Employment Agreement Content
Here are some of the common factors to consider when putting together an employment agreement
Basic Should Haves
- Identity: Name of employee and employer including contact information
- Employment Details: Job title, starting date, location of employment and job details including duties and responsibilities (reference and include a copy of the job description)
- Financial compensation (including base salary, bonuses, commissions, time tables for raises, stock options, profit sharing, RRSP pension contributions)
- Hours of work (amount and possible specific hours) including breaks (when and how much if relevant) and details of how overtime will be compensated. If the employee works remotely these details should still be included (for freelance remote workers you may not include these details)
- Signatures and dates for both parties
- Identify a probationary period under which severance, notice and benefits do not kick in
- benefits including vacation and sick time including information about accruals (does vacation and/or sick time carry over and if so how much)

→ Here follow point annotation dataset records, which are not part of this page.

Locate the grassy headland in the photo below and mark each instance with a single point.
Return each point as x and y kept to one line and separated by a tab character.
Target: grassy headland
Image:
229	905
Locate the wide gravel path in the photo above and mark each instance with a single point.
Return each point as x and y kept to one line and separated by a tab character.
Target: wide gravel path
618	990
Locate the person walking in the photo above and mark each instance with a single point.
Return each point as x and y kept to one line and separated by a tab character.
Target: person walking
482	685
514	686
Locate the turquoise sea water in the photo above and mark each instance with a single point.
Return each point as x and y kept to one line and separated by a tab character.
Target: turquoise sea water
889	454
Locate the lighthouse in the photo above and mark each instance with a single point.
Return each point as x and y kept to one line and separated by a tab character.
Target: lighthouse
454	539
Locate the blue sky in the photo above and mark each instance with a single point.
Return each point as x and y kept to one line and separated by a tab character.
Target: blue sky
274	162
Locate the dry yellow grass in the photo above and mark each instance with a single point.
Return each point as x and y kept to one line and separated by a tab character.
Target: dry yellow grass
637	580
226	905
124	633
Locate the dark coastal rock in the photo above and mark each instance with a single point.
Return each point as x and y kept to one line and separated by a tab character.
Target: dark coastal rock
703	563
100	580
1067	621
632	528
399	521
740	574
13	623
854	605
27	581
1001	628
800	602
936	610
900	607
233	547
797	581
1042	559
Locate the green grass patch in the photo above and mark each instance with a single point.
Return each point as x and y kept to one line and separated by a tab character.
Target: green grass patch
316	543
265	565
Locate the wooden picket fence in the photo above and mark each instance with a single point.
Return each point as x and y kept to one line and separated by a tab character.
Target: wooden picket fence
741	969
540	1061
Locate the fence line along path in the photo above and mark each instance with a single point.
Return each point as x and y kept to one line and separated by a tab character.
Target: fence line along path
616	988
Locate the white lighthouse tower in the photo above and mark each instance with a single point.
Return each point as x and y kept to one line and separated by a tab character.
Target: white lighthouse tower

- Change of role notice whereby with reasonable notice the employer may change aspects of the employee’s job
- Agreement to follow organizations policies as a part of employment
- Terms of termination and severance (if you include severance details you must include at least the minimum required by the Employment Standards Act (ESA) but you may include more or leave the amount blank).
- Mitigation in the event you terminate the employee and the employee receives severance you can spell out that the employee must seek a new role to mitigate your financial responsibility. If the employee finds a new role indicate that severance will be terminated (or in the event the new role pays less money the severance will cover the difference until the end of the severance period)
- Relocation notice indicating you may relocate an employee to another branch with reasonable notice
- Post-employment restrictions such as non-compete, non-disclosure and non-solicitation of clients/customers or other employees (watch your language to ensure these are specifically and narrowly drafted and appropriate for your jurisdiction)
- Notice of Resignation – whereby you clarify the minimum notice of leave an employee must provide.
Depending on the role, you may also include details about stock options (including details about unvested stocks) and intellectual property rights within your agreement.
Ensure that any employment agreement is clear and unambiguous. Provide employees with poor reading skills a verbal review of the information. Provide alternate format agreements for individuals with disabilities. If you believe an employee does not understand the agreement, suggest that the employee seek counsel from another party.
Do not go overboard with agreements. Ensure you cover what you need to protect your business without alienating a potential employee.